Carte blanche du Comité BDS-ULB

Oui au boycott, non au monologue

Oui au boycott, non au monologue

La carte blanche de l’Union des Étudiants Juifs de Belgique s’apparente plus à un
procès d’intention qu’à une quelconque tentative de dialogue, répond le comité BDS-ULB.

Pour qu’un « dialogue » aboutisse sur une prétendue paix durable, encore faudrait-il que le gouvernement israélien reconnaisse le droit indéniable à l’autodétermination des Palestiniens et plus largement, qu’il soutienne leurs trois droits fondamentaux qui constituent les conditions minimales nécessaires pour une paix juste, à savoir : le droit au retour des réfugiés palestiniens, l’égalité entre Israéliens et Palestiniens, et la fin de l’occupation et du régime colonial. Tant que ces conditions ne seront pas remplies, « dialogue » sera synonyme de « monologue », en ce sens qu’il s’agira d’imposer au peuple palestinien sa condition d’opprimé, de le condamner à accepter de vivre sous apartheid et à renoncer à toute forme de résistance face à l’éviction.

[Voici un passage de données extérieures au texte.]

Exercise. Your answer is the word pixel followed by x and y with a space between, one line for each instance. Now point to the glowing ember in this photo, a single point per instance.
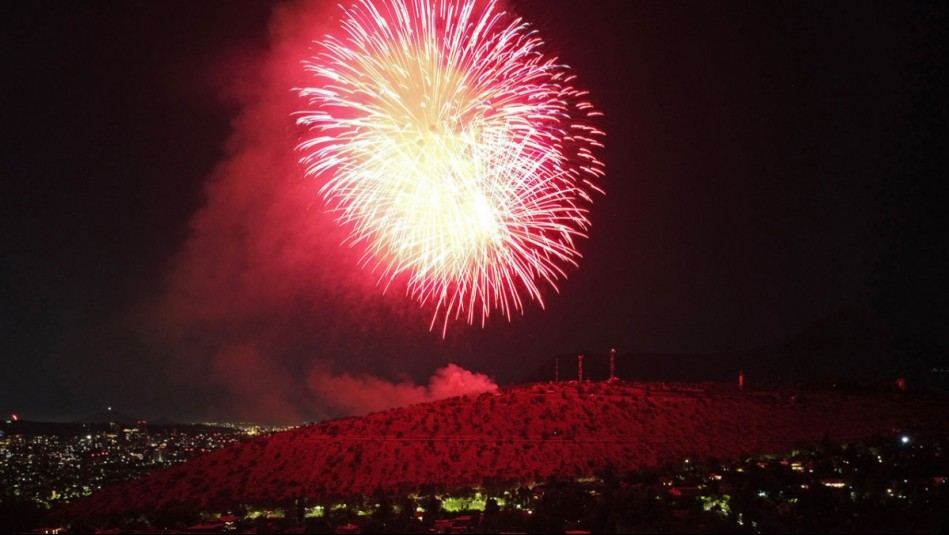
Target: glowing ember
pixel 454 150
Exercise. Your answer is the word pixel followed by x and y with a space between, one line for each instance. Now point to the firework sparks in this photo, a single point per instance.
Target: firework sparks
pixel 461 157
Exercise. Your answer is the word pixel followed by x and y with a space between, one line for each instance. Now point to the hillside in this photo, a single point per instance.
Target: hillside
pixel 521 434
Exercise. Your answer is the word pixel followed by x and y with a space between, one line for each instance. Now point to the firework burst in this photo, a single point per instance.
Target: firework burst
pixel 454 150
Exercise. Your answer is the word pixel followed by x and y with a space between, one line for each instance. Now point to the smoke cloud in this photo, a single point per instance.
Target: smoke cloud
pixel 262 306
pixel 359 394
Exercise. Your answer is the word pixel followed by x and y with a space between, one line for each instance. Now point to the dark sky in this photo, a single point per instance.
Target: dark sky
pixel 768 164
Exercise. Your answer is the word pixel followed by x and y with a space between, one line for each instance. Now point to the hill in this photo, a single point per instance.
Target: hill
pixel 520 434
pixel 851 345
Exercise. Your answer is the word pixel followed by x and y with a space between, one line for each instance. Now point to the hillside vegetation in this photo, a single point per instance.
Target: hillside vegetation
pixel 521 434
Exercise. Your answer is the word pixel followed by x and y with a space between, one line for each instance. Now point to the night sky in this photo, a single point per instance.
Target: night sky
pixel 767 165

Une fois de plus, la carte blanche du 29 février 2016 écrite par l’UEJB et publiée par Le Soir a réitéré l’inépuisable argumentation consistant à assimiler la critique de la politique colonialiste de l’Etat d’Israël à de l’antisémitisme. Bien que l’usage de cet amalgame – arme favorite des défenseurs de la politique raciste et criminelle de l’Etat israélien – soit récurrent, nous refusons de nous y habituer et continuons de nous défendre de cette accusation portant gravement atteinte à nos principes, la lutte contre toute forme de racisme étant au centre de notre combat.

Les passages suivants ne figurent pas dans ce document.